Rare on Kinect Sports
Nick Burton on how Rare got involved with Kinect and why you should give it a try.
Yes. Well of course that's what we're going to do. If you were going to launch Kinect, which is truly about getting more people playing because it's about removing controller barriers - I'm not taking the PR line with that. That's something I really believe because we saw this early on. But you're going to launch with those kind of products. But it doesn't stop you, and game developers going, 'Hang on a minute.'
Take bowling for instance. First-person view. We've got head-tracking in there. As soon as you pick the bowling ball up you go into your Avatar's head, if you like. And you're moving around, the camera's tracking what your head's doing. Imagine what kind of games you could do with that that aren't necessarily bowling?
Camera control without having to consciously control it? At the moment when you play Halo you have to control the camera with a thumb stick. What if you didn't? What if you're shouting grenade? You're not going to find the grenade button. The grenade button's still there, but...
And that's just off the top of my head. That's one thing we were talking about just a few weeks ago. We were going, 'Oh it would be so cool to augment first-person shooters with this kind of thing.'
But then there's this big stack of other mental ideas that are out there that everything from the very small children all the way up to hardest of hardcore. It's just because they're not the kind of things there, they're not the classic first-person shooter, hardcore racing game, on launch day, then I think people are saying, 'Oh, it's not for us.'
But go and try it and try it in your own home.

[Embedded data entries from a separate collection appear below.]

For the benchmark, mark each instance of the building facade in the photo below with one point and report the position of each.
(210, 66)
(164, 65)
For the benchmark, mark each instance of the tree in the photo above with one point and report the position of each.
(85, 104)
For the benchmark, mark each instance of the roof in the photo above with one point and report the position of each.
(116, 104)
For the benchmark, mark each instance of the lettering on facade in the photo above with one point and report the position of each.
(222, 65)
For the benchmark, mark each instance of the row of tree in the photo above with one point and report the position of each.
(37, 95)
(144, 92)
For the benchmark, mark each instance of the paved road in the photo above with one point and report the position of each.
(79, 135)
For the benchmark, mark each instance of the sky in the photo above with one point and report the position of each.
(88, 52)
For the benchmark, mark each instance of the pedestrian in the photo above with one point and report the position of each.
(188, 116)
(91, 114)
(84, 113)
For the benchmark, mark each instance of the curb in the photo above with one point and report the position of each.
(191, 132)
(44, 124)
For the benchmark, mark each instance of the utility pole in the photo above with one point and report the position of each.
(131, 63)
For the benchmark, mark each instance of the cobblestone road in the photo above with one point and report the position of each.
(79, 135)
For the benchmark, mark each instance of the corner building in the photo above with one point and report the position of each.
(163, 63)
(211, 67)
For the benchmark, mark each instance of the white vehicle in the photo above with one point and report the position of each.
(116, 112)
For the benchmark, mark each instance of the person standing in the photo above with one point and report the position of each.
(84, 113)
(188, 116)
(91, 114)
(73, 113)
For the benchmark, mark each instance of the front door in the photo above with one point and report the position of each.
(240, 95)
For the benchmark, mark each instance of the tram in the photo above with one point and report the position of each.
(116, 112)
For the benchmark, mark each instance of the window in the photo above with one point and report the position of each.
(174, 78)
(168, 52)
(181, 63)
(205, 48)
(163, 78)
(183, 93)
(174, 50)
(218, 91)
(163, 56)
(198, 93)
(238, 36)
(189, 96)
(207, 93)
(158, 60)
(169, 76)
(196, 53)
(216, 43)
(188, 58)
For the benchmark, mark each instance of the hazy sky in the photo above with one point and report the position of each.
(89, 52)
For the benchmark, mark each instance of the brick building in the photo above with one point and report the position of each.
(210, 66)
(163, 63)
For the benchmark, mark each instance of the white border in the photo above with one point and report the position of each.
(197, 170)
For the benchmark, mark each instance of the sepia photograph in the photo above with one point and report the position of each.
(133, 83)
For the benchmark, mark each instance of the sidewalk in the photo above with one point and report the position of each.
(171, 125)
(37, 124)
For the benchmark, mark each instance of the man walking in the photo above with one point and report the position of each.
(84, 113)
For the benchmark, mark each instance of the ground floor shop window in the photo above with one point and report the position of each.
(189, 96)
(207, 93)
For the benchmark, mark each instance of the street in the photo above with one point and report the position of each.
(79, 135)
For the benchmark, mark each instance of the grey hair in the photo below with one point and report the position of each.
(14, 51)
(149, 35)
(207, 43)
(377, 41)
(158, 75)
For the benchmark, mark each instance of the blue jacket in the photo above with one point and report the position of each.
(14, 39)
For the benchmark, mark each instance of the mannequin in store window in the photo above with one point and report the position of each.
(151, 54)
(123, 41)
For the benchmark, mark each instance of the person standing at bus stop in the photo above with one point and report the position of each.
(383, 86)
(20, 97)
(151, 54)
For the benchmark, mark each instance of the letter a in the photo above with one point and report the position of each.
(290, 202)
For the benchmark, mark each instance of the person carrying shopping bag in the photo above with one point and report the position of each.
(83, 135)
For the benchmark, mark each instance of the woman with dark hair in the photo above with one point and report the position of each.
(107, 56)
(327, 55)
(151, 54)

That depends entirely on the developer and what they would do with that and that particular kind of game. And also when you're playing online or playing together and you're matchmaking those games.
If you were doing, say, the grenade versus a button grenade, well you'd probably matchmake people who were using voice together and people who were using buttons together. You'd give them the option.
As far as the head-tracking's concerned, that's just as fast, if not faster, than doing it with the joystick, because you've not got to subconsciously think about moving your thumb. We've evolved over millions of years to automatically look at something.
You sit there on the sofa, you're into it and you're playing a game, [jerks head to the side] you do those kind of things. What if that had a real reaction and that's actually your subconscious movement? The potential is to be quicker.
The way to think about it, I think, for the discoverability, you're playing the kind of games you play as a hardcore gamer where you're discovering something because it's hidden somewhere or you unlock a new story arc or whatever. With this you're discovering something because you realise you can run a different way or hold your body in a different way, or you can do that funny pose, or, oh, if I tweak my elbow in as I'm bowling I get a better spin. It's that kind of discover-ability.
Now, your gran is not going to find that. You watch the Live leaderboards when these things come out. There will be people... We'll be there going, 'How the hell have they gone that fast?' or 'How have they got that big score?' That will be the hardcore doing that.
Kinect Sports will be released along with Kinect on 10th November.